WordPress robots.txt tips against duplicate content

Been getting some questions about my robots.txt file and what certain things do.

Thankfully some regular expressions are supported in the robots.txt (but not many).

$ in regex means the end of the file. So if you do .php$ it your robots.txt that means it will match anything that ends in .php

This is really handy when you want to block all .exe .php or other files. For example:

Disallow: /*.PDF$
Disallow: /*.jpeg$
Disallow: /*.exe$

Specifically this is some of the things I use in my robots.txt

Disallow: /*? – this blocks all urls with a ? in them. A good way to avoid duplicate content issues with wordpress blogs. Obviously you only want to use this if you have changed your url structure to not be 100% ?=.

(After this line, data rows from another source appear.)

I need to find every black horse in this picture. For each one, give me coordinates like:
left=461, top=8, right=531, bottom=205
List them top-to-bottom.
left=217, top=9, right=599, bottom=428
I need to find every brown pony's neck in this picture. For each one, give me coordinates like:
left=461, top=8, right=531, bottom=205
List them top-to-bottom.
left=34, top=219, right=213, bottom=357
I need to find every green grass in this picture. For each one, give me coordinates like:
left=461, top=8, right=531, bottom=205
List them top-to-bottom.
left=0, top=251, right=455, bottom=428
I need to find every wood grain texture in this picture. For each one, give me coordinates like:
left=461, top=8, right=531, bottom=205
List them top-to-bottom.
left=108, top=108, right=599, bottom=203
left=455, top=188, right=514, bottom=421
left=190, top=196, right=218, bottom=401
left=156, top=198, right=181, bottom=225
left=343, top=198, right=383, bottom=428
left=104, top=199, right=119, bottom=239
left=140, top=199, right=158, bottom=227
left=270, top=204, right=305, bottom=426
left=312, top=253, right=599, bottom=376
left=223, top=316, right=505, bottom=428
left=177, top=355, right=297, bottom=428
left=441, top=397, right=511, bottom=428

Disallow: /*.php$ – This blocks all .php files. Another good way to avoid duplicate content with a wordpress blog.

Disallow: /*.inc$ – you should not be showing .inc or include files to bots (google code search will eat you alive)

Disallow: /*.css$ – why would you show css files for indexing seems silly.. The wildcard is used here in case there are many css files.

Disallow: */feed/ feeds being indexed dilute your site equity. The wildcard * is used incase there is preceding chars.

Disallow: */trackback/ – no reason a trackback url should be indexed. The wildcard * is used incase there is preceding chars.

Disallow: /page/ – assloads of duplicate content in pages for wordpress.

Disallow: /tag/ – more douplicate content.

Disallow: /category/ – even more duplicate content.

SO what if you want to ALLOW a page. Like for instance my serps tool is serps.php and from the above rules that would not fly.

Allow: /serps.php – this does the trick!

Keep in mind I am not a SEO but I have picked up a few tricks along the way.